Amazon Go? It's gone. And this is why it went.
Briefly

Amazon Go? It's gone. And this is why it went.
"For years, Amazon Go stores stood at the pinnacle of retail store technology, showcasing a massive number of high-resolution digital cameras in each store that could visually track every customer and how that shopper interacted with every product. The stores showcased Amazon's technological superiority and brought an eerily human- and friction-free element to convenience store shopping.

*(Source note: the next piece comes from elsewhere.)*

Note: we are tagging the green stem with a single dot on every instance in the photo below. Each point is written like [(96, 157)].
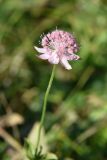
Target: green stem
[(44, 106)]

Unfortunately, the whole setup was also a poster child for technology that isn't profitable and has no realistic path to get there."
"(Sounds a lot like all those vendors now selling generative AI (genAI) and Agentic AI systems; the crown for chasing unreachable ROI has been officially passed.) The way it worked was wickedly simple: shoppers walked into a store by scanning a code from their Amazon app, the cameras and analytics took over, and the shopper grabbed what they wanted and left."
Amazon Go stores used large arrays of high-resolution cameras to visually track every customer and record how each shopper interacted with every product. The setup delivered an eerily human- and friction-free convenience shopping experience while demonstrating Amazon's technological capabilities. The model relied on app entry, continuous camera and analytics tracking, and automatic checkout when shoppers left. The system proved unprofitable and lacked a viable path to profitability. The failure serves as a caution about expensive, surveillance-heavy retail technology that cannot justify its costs. Similar dynamics are appearing among vendors selling generative AI and Agentic AI solutions chasing unreachable ROI.